Bab XVII
Asmanya kambuh, sesaat setelah kembali dari ruang kepala yayasan. Untungnya Rey bisa mengendalikan diri hingga sesak napas itu bisa ia atasi sendiri.
Kini cowok itu masih meringkuk di bawah selimut. Kembali merasa demam setelah adzan subuh berkumandang. Beruntung ia masih bisa menjaga sholatnya. Meski tak bisa menjadi Imam seperti biasa, yang penting ia masih bisa melakukan ibadah wajib itu.
Bunda tengah berada di sampingnya. Mengompres dahi cowok itu dengan penuh kelembutan.

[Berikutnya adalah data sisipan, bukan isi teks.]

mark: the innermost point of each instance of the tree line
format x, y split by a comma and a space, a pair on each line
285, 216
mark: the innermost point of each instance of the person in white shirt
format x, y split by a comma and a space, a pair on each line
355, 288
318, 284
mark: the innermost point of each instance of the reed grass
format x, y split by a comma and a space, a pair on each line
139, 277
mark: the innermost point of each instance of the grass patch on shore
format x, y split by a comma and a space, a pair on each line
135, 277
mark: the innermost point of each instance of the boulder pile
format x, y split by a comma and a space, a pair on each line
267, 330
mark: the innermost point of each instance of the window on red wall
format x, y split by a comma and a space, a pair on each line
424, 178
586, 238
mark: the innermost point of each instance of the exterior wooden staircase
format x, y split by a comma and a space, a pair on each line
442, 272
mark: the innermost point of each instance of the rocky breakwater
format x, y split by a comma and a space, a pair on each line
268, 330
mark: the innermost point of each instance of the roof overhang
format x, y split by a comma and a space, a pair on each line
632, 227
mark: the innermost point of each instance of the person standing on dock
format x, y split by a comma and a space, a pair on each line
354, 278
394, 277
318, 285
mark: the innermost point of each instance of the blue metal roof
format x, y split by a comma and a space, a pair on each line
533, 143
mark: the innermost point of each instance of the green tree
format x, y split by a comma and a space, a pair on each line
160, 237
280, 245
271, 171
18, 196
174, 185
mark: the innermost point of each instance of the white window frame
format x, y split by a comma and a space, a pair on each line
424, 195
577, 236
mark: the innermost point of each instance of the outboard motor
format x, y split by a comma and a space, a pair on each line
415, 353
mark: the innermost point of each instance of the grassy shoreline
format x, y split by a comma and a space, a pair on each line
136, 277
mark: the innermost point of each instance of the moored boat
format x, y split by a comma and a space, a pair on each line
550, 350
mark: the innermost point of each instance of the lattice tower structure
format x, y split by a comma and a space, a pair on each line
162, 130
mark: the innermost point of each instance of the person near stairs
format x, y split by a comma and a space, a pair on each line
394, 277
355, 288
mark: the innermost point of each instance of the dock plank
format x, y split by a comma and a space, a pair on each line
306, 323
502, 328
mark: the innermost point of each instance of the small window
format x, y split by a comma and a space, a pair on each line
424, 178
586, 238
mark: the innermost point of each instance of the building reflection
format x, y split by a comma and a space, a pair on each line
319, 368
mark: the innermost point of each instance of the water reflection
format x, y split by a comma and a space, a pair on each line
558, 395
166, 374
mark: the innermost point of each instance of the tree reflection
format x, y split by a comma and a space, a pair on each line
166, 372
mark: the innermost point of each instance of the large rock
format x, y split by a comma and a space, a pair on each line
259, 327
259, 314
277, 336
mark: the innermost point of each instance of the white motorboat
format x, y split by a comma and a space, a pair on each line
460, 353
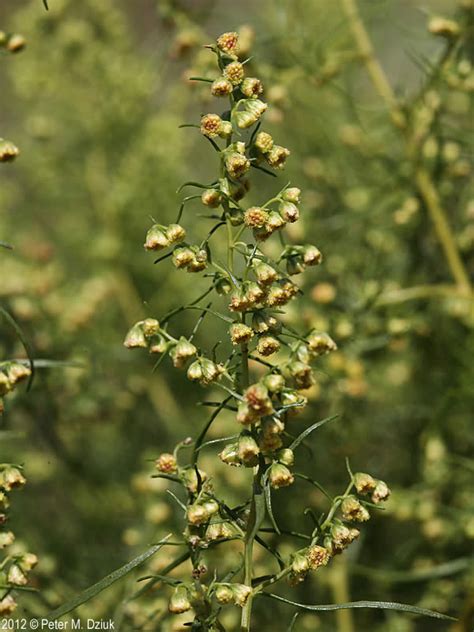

Ini yang Rey syukuri karena telah berada di panti, kasih sayang bunda membuatnya merasa seolah memiliki ibu yang sebenarnya.
"Masih sesak?"
Rey ingin menjawab iya tapi takut, ia memilih untuk menggeleng. Rey merasa semakin merepotkan bunda. Lagipula sesaknya sudah tidak separah tadi. Cowok itu tak ingin membebani bunda lebih banyak lagi.
"Makan ya? Atau ke dokter aja?"
"Nanti aja Bun. Enggak usah ke dokter." Rey menjawab dengan suara seraknya.
Rey tak tahu apa yang membuat penyakitnya sering kambuh akhir-akhir ini. Padahal sudah lama asmanya jarang kambuh, tapi tiba-tiba datang lagi.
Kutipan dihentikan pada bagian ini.